Она ему понравилась — ясные и необычайно правильные черты. Хотя округлость её лица уже начинала спрямляться от лет, а на щеках читались морщинки. Сдержанные карие глаза и каштановые волосы, остриженные чуть выше плеч и закручивающиеся в кудряшки на кончиках. Кудряшки несговорчиво качнулись, и она пошла в дом, сказав, что принесёт сдачу. Рыгор запротестовал, но она уже скрылась.

Суп оказался луковым и не очень понравился Рыгору. Размокший хлеб он сначала вообще не хотел есть, отодвигая его ложкой, и решился на это только в самом конце, когда горшочек опустел. Он выпил ещё один стакан вина, закурил, и палисадник с петуниями и настурциями приятно поплыл вокруг его головы. Неслышно появилась Жюли, собрала посуду и спросила, что ещё принести.

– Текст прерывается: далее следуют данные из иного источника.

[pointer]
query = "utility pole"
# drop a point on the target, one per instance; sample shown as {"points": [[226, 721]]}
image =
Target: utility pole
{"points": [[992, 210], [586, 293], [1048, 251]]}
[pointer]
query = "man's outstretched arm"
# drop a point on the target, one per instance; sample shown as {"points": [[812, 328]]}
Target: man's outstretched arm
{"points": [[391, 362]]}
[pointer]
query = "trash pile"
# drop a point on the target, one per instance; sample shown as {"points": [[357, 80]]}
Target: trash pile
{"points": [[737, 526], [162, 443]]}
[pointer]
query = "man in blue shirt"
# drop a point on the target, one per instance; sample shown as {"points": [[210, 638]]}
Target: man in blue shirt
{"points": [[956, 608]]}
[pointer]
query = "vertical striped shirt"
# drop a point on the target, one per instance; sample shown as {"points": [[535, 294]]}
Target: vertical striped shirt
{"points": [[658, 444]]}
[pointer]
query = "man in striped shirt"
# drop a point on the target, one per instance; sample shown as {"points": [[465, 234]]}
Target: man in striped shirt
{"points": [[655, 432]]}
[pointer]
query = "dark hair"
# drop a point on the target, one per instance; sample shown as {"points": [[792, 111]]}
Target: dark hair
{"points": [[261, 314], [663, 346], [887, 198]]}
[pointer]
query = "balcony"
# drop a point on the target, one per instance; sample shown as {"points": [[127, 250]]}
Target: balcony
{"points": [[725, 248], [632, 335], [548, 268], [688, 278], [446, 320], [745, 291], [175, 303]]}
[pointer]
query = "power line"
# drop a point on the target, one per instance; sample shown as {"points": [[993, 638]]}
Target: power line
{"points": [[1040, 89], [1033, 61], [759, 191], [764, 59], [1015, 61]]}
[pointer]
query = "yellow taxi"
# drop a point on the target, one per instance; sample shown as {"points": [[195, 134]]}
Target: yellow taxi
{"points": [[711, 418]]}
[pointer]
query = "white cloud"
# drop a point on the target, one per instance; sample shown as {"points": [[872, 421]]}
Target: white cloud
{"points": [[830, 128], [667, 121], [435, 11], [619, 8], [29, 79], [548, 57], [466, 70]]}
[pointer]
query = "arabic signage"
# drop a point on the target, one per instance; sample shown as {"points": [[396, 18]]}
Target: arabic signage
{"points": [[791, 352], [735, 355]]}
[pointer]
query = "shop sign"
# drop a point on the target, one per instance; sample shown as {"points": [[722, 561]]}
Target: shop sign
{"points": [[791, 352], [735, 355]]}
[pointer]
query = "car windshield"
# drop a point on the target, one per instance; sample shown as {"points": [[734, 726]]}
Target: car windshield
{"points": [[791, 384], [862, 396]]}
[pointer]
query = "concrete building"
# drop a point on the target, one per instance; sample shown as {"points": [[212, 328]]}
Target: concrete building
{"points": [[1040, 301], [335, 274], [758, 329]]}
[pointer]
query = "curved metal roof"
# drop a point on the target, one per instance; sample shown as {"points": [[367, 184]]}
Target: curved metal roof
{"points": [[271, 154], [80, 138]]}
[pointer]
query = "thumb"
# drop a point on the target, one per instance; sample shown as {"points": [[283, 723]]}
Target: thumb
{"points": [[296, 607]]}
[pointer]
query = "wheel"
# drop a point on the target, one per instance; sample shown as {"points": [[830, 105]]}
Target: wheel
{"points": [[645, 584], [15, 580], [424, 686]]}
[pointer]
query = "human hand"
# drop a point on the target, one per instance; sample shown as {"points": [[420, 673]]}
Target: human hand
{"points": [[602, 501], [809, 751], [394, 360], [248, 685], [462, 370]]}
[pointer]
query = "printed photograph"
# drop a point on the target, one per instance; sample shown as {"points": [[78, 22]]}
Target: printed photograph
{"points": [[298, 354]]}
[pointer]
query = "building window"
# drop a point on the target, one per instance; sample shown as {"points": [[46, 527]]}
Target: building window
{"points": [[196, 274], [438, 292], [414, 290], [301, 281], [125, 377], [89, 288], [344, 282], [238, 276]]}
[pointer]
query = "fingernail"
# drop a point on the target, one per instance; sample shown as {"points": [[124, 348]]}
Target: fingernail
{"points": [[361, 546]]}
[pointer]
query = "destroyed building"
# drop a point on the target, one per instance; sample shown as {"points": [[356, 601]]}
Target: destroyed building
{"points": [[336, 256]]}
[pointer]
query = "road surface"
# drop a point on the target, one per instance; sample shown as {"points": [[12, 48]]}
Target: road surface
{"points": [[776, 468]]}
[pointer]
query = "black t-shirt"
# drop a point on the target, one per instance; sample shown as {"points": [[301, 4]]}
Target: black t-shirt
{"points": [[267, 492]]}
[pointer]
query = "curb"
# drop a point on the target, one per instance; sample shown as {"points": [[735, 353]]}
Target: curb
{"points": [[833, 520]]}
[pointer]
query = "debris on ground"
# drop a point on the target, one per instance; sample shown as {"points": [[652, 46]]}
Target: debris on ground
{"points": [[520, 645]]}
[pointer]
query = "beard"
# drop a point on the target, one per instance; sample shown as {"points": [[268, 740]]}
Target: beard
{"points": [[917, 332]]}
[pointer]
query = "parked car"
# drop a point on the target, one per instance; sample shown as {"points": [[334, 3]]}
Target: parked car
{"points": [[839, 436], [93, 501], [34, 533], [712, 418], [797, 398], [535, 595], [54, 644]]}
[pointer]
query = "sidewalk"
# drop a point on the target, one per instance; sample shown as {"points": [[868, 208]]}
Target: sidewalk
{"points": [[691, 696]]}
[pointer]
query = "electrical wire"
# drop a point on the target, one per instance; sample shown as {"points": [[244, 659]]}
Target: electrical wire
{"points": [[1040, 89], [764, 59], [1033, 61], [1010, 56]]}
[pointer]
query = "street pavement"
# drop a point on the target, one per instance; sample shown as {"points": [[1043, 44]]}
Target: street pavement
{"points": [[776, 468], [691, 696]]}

Он поднял голову, переложил сигарету в левую руку, а правой обнял её за бедро.

— Убери лапы! — она брезгливо стряхнула его ладонь, как будто стряхивала паука или таракана, — Сейчас я позову мужа!

Рыгора обычно не выходил из себя по таким пустякам, но все эти «парни», «мужчины» и «супруги» за время путешествия стали его больным местом. Поэтому при упоминании о муже в глазах у него потемнело от ярости, и он вскочил. Стол содрогнулся, салфетки рассыпались, табуретка полетела в настурции.

— Мужа?! Мужа, да?! Ну, давай, показывай мне своего мужа! Зови его! — заорал он.

Жюли тенью скользнула в дом, попытавшись закрыть входную дверь, а он взрыкнул и тигром ринулся за ней, вырвав ручку и обрушив карниз с шелестящими жалюзи. Она кричала, что её муж на службе и вот-вот должен вернуться, и, отступая вглубь, швыряла в него ложку и тарелки. Он надвигался быстрее, настиг её и схватил за локоть. Жюли попыталась вырваться, но Рыгор держал крепко. «Ну?! Где твой муж? Где?» — ревел он. Она изогнулась в порыве укусить его за руку, но он сунул ей под изящный нос свой правый кулак:

— Только попробуй куснуть! Понюхай-ка, чем пахнет! — откуда-то из глубин головы всплыла эта детская, но действенная угроза.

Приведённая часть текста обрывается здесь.